It’s a very classic scene seeing a dog running happily through the dog park carry a giant stick that he rescued from the wilderness. Some dogs love to carry them while they go for a stroll with their family, some like to play keep away and tug with them, and some just want to destroy them into kindling. Whichever way your pup likes to play with sticks there are some risks involved.
The first risk is the most obvious as our parents yelled at us as children not to run with anything sharp or pointy and here is our fur baby running with a pointy stick. You can’t tell your pup to walk calmly and safely with the stick. Well, you can try, but somehow I don’t think they will understand the gravity of the situation! So if your pup just loves to carry something around while on walks bring them a toy. If it’s a toy that is only for going on walks with it will make it that much more special and exciting for them. There are a variety of products out there to simulate sticks that are safe. So if your pup can’t give up chewing on sticks, these might be a great alternative.
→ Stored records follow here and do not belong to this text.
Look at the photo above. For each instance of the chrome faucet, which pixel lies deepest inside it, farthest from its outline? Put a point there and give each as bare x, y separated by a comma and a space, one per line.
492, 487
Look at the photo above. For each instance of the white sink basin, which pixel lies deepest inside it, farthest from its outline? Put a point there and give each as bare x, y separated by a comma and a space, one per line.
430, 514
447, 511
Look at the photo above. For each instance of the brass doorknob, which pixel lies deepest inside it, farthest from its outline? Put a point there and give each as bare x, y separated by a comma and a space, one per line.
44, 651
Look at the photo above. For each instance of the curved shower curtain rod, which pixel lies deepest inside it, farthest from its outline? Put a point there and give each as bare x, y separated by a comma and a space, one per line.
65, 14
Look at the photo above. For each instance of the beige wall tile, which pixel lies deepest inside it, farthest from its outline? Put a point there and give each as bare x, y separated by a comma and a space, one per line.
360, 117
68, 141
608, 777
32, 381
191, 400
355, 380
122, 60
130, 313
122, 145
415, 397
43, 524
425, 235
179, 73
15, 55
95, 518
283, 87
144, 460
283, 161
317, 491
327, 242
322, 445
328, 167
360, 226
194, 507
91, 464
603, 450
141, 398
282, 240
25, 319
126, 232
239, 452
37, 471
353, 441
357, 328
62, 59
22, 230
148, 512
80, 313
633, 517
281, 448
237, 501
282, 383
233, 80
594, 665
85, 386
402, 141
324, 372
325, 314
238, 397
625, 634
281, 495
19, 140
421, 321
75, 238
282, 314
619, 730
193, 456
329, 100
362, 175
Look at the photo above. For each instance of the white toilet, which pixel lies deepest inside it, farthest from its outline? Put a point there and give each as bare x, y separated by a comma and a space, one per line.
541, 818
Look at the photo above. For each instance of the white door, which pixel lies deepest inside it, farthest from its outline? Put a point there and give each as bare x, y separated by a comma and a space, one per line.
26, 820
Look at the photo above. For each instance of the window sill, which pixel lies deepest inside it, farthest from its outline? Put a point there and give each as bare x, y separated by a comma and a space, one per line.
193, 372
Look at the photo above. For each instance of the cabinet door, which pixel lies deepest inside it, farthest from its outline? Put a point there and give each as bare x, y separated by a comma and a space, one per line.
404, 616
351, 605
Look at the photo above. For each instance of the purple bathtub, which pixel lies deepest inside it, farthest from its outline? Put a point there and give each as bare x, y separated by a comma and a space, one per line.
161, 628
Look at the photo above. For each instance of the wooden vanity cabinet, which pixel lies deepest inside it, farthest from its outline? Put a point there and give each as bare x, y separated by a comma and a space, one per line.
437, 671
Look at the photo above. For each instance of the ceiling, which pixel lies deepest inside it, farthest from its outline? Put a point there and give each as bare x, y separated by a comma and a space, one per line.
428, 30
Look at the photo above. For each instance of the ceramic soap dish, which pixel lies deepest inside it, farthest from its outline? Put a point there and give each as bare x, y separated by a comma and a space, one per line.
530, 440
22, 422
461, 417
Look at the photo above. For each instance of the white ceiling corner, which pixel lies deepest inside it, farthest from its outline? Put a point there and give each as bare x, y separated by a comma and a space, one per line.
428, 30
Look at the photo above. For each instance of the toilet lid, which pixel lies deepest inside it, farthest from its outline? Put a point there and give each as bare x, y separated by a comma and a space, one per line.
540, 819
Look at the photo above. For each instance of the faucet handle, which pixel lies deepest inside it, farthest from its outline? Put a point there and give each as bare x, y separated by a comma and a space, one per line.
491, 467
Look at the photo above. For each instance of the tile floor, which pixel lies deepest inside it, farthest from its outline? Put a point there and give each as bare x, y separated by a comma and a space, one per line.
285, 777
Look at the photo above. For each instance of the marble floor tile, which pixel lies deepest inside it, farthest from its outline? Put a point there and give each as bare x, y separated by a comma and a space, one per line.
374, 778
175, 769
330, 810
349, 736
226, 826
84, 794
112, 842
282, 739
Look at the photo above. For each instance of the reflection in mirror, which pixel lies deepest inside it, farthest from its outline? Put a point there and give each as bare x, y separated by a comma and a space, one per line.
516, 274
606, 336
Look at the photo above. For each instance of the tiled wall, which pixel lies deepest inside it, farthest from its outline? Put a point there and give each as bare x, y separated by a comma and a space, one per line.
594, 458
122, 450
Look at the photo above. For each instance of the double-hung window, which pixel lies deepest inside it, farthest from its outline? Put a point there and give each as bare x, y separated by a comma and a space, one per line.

Chewing on sticks may be fun for your dog, but there is a risk of damaging their teeth and the soft tissues surrounding them. Long-term chewing on anything that is not specifically designed for chewing can wear down your dog’s teeth. As the teeth wear down the inner pulp cavity can become exposed which will cause pain. The pain your dog experiences is similar to us having a large cavity. Chewing on inappropriate objects such as sticks can also fracture teeth also leading to pain. Unfortunately, your dog can’t tell you their tooth hurts, so you have to watch for the subtle signs. Signs of pain can include not being as social, laying/hiding in places they never go in the house and being less interested in play time to name a few. Some signs of pain specifically in the mouth can include pawing/rubbing at their face, dropping food, chewing to one side of the mouth, drooling and odours coming from the mouth.
Splinters from the stick can break off as your dog chews and get caught in the gums, tongue and other soft tissues of the mouth. If the stick damages the gums surrounding a tooth, exposing the roots, the tooth may need to be extracted depending on the severity of the damage. There is also a choking hazard if the dog breaks off pieces of the sticks and swallows them. If they do swallow them without choking, the splinters then have the risk of doing damage the entire length of the digestive tract as they pass through. If the splinters perforate the digestive tract, bacteria can then seep into the abdomen where things can become serious very quickly.
Many times we have had dogs brought into the clinic as they started having a foul odour coming from their mouths. Upon examination, a stick was found lodged across the roof of the mouth. Many of these sticks had been there for many days and were starting to rot causing the foul odour. The stick was firmly lodged in between the teeth causing damage to the gums and roof of the mouth. Many of these dogs were still eating and acting fairly normal. Depending on the location of the stick, the dog may need to be sedated or anesthetized to ensure their safety before it is removed. Many blood vessels run throughout the mouth. If the stick has punctured one of these, there is a chance that the animal will bleed out if the stick is just pulled out without taking appropriate measures.
If your dog does have a stick or foreign object caught in the back of its throat or across the roof of their mouth never pull it out on your own unless you are 100% sure it can be removed safely (like in the case of a soft object). Take them straight to the nearest Veterinary Clinic or Emergency Veterinary Clinic to ensure the stick is removed properly and the risks are minimalized.